Milivoj Jambrišak (15 June 1878 – 10 December 1943) was a Croatian physician and politician.

Jambrišak studied medicine at the University of Innsbruck and the University of Graz, graduating in 1903. In 19..10, he enrolled into the University of Zagreb in his native city, to study law. He dropped out of the law school two years later in 1912, and moved to Belgrade, Serbia to work as a volunteer physician during the Balkan Wars. At the outbreak of the World War I, Jambrišak was conscripted into armed forces of Austria-Hungary in Zagreb and deployed to Galicia at the Eastern Front.

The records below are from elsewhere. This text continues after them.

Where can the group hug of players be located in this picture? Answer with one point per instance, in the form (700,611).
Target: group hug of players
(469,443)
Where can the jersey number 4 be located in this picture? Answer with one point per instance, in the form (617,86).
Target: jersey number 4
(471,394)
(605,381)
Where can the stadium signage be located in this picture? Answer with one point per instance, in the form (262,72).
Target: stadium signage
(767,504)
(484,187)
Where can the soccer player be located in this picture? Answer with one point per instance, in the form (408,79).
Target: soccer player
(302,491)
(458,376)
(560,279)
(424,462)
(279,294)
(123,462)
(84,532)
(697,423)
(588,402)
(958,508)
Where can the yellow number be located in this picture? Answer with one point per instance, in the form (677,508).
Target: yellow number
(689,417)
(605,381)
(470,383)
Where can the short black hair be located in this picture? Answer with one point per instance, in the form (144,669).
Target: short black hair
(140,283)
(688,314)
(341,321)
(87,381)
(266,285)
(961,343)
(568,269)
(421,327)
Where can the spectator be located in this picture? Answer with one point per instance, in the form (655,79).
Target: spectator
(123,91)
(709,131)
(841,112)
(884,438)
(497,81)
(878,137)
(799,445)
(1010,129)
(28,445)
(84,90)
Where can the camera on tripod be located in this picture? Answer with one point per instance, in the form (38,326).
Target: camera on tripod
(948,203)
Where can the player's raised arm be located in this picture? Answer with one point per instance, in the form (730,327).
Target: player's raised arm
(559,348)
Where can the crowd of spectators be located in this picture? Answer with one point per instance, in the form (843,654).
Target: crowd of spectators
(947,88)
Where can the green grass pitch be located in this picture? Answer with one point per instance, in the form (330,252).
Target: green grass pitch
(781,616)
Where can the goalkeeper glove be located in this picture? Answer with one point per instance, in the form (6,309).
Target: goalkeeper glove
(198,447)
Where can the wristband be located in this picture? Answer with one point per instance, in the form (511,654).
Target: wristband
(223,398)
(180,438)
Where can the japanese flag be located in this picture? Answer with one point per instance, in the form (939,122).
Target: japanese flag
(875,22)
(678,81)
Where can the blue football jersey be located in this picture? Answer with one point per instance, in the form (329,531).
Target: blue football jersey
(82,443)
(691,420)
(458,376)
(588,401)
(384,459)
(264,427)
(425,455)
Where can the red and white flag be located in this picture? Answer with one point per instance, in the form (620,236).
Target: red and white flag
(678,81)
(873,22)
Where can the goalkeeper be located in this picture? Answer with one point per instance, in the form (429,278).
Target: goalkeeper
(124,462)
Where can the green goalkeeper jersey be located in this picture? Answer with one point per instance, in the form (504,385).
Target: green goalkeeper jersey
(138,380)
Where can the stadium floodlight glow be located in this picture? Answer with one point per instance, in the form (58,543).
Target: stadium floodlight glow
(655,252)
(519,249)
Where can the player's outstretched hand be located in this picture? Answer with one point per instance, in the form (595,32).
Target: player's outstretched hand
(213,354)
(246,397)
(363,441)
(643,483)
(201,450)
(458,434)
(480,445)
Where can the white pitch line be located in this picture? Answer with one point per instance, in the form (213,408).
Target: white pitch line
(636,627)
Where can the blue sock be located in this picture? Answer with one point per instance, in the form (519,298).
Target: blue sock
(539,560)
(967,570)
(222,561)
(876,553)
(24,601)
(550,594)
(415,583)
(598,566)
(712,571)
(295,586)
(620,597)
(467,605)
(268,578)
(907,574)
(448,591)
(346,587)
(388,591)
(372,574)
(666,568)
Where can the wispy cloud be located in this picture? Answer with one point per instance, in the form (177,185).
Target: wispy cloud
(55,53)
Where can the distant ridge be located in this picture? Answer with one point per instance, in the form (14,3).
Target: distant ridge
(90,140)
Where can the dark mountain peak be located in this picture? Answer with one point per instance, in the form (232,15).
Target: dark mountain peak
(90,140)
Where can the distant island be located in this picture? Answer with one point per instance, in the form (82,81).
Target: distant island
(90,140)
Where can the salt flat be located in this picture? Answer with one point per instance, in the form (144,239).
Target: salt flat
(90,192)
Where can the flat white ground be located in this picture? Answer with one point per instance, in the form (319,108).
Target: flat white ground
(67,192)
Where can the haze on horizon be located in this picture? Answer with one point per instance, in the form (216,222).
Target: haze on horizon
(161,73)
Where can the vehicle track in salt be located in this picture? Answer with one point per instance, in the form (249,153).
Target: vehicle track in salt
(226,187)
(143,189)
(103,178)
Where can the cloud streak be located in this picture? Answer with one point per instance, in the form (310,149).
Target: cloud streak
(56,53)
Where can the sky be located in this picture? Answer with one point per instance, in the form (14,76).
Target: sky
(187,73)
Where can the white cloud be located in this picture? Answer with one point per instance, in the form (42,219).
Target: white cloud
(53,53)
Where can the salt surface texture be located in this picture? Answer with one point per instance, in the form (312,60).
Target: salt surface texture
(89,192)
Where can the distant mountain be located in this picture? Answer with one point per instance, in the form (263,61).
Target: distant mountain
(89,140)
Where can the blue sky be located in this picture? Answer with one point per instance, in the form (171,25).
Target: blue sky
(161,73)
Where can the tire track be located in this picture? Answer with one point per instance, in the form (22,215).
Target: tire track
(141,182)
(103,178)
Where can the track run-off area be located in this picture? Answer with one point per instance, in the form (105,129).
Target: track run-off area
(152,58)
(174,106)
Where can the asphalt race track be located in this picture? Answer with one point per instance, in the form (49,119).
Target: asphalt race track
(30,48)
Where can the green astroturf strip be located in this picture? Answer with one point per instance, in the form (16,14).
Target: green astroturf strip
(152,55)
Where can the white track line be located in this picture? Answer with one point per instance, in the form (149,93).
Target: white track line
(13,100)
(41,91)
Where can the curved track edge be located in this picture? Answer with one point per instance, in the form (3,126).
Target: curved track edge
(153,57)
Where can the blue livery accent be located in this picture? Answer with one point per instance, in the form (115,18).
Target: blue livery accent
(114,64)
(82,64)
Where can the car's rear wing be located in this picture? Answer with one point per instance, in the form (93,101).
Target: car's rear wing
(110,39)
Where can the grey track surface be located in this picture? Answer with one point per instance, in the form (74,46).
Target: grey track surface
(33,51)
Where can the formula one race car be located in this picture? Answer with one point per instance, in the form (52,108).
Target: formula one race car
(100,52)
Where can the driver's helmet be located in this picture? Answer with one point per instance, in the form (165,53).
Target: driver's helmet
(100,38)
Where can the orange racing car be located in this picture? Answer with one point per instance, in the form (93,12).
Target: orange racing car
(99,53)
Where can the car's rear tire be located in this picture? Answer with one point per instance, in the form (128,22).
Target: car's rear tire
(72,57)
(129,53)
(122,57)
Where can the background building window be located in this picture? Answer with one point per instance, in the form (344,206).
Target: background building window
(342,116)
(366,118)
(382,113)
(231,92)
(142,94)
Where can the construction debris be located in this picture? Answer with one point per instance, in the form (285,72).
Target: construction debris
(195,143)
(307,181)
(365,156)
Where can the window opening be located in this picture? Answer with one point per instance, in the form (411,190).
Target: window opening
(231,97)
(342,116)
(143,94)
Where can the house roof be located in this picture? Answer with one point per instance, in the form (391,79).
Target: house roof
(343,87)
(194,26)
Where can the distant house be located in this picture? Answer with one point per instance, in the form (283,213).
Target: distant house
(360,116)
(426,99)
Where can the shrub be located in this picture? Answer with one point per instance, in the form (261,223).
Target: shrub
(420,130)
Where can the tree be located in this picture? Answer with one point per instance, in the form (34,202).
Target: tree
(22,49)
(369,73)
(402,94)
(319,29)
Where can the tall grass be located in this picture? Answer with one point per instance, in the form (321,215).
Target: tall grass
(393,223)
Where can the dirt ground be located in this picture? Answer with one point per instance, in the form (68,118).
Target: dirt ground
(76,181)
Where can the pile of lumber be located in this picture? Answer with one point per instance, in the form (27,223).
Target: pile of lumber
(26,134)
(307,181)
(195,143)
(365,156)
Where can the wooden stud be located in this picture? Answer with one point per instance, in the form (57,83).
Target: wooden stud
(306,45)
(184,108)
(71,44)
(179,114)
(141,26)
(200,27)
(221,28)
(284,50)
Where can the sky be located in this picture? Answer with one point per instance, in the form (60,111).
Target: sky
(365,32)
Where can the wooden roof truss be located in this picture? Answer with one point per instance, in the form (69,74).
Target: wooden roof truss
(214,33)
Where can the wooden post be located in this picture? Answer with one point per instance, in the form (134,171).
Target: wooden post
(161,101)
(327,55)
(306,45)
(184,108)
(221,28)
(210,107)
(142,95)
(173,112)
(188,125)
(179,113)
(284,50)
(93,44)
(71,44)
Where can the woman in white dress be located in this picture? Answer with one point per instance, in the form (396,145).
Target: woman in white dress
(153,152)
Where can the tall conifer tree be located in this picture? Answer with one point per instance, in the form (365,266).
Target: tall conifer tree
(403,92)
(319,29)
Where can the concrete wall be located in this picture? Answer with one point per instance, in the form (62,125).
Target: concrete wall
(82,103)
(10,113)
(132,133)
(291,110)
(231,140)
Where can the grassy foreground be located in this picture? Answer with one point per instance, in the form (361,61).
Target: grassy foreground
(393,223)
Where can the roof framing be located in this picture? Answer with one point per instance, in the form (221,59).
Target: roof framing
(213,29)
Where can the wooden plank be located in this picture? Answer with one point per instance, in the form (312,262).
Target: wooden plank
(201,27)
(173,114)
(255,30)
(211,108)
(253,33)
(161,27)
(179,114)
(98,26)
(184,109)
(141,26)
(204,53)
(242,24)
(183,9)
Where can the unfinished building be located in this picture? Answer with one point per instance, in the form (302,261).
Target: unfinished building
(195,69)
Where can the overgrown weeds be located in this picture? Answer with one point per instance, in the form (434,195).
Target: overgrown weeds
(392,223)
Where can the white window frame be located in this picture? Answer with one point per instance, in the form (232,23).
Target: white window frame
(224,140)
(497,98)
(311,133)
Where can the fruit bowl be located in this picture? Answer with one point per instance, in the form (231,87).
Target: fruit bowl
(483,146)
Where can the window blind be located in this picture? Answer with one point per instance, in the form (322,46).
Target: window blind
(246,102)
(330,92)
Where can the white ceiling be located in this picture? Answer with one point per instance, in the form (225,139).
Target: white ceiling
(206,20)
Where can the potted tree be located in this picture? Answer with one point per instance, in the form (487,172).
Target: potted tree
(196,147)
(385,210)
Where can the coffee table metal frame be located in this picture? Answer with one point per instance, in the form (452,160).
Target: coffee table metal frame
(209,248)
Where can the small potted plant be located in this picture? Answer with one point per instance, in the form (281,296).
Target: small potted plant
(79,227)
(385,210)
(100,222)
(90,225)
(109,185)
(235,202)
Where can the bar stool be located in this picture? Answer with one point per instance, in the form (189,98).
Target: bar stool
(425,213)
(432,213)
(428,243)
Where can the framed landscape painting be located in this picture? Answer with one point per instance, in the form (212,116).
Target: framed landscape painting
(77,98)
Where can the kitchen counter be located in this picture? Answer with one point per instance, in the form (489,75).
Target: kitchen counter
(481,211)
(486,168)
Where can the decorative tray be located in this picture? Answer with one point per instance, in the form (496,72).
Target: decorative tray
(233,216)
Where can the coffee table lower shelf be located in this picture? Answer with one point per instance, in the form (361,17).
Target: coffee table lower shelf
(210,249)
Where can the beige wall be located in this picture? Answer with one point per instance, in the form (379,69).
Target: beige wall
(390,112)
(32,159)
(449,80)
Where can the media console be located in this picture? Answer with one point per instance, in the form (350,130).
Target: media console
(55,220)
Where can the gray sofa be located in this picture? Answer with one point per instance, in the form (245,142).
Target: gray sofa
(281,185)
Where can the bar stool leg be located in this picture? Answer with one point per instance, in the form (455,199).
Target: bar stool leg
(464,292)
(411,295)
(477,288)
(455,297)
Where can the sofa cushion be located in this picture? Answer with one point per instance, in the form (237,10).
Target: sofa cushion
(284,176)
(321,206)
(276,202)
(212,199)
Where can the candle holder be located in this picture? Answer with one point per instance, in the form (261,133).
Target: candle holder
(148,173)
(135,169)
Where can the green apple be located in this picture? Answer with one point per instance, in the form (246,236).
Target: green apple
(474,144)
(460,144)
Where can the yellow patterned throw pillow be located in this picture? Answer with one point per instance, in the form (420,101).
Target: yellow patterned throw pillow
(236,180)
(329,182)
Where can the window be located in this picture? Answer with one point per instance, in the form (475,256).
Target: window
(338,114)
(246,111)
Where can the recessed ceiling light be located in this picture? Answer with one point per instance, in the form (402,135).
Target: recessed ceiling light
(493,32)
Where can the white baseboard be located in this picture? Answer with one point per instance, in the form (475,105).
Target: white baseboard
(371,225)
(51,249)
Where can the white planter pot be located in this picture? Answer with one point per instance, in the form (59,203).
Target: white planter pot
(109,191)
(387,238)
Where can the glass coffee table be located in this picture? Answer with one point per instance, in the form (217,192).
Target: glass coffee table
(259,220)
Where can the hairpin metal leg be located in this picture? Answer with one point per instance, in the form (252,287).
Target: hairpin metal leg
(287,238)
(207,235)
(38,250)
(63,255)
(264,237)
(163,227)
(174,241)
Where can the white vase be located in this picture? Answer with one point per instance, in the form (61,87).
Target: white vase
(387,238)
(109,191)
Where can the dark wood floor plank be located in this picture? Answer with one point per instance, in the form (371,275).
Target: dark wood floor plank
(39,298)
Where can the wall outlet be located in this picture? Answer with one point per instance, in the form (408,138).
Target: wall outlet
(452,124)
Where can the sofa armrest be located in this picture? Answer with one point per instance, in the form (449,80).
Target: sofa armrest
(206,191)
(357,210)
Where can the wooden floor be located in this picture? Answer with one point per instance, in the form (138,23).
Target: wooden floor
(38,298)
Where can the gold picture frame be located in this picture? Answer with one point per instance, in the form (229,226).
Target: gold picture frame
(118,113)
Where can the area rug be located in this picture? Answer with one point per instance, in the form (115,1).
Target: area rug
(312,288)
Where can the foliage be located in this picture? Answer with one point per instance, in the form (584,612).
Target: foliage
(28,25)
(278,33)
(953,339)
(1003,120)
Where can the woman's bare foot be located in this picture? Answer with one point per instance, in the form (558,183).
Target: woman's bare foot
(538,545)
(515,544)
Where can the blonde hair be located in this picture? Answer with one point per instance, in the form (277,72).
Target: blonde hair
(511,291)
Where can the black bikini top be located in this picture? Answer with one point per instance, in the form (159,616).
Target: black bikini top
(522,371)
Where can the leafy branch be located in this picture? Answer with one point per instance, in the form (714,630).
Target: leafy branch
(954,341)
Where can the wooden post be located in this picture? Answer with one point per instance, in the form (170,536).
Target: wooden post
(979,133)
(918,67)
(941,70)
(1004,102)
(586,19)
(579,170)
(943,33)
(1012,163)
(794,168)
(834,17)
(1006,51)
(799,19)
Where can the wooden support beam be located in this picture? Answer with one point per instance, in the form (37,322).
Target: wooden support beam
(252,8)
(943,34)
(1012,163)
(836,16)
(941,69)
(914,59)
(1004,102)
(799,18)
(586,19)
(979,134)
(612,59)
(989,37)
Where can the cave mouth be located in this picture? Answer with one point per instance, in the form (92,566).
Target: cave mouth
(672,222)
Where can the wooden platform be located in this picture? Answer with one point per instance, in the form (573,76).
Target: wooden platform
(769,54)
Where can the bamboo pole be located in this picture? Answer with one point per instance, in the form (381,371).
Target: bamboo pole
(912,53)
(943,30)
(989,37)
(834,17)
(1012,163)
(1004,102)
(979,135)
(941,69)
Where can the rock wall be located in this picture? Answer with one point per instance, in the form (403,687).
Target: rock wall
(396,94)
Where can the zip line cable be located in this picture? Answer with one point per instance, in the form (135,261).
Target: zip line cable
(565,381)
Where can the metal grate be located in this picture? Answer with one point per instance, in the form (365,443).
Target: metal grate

Jambrišak was taken prisoner-of-war by the Imperial Russian Army in 1916 and taken to Odesa where he joined the First Serbian Volunteer Division. In 1917, he became a member of the Yugoslav Committee, an ad-hoc body promoting political unification of the South Slavs and representing the South Slavs living in Austria-Hungary. Until the end of the war, he remained in Odesa and in Saint Petersburg as a Yugoslav Committee representative. In that period, he met Ante Mandić, a Yugoslav Committee representative in Saint Petersburg since 1915. After the war, Jambrišak moved to Belgrade, in the newly established Kingdom of Serbs, Croats and Slovenes (subsequently renamed Yugoslavia). During that period, in 1937, Mandić fled Opatija where he lived with his family, to escape political persecution, and moved in with Jambrišak in Belgrade.

After the 1941 Axis forces Invasion of Yugoslavia, Jambrišak moved to Opatija where he stayed until September 1943 Italian surrender and the Armistice of Cassibile. He then moved to the Yugoslav Partisan-held territory (together with Mandić) joining the Communist Party of Yugoslavia-led armed resistance against the Axis occupation during the World War II in Yugoslavia. At the October 1943 session of the State Anti-Fascist Council for the National Liberation of Croatia (ZAVNOH) held in Plaški, Jambrišak was elected a member of ZAVNOH presidency and a representative of Croatia at the upcoming second session of the Anti-Fascist Council for the National Liberation of Yugoslavia (AVNOJ) in Jajce. The AVNOJ elected Jambrišak a member of the National Committee for the Liberation of Yugoslavia as the people's commissioner for health. Jambrišak died of typhoid fever while traveling from Jajce back to Croatia, near the village of Vitovlje at the Vlašić Mountain. Jambrišak was buried at the Vlašić Mountain, and a monument to him was erected at the site upon wish of the Yugoslav Partisans leader Josip Broz Tito.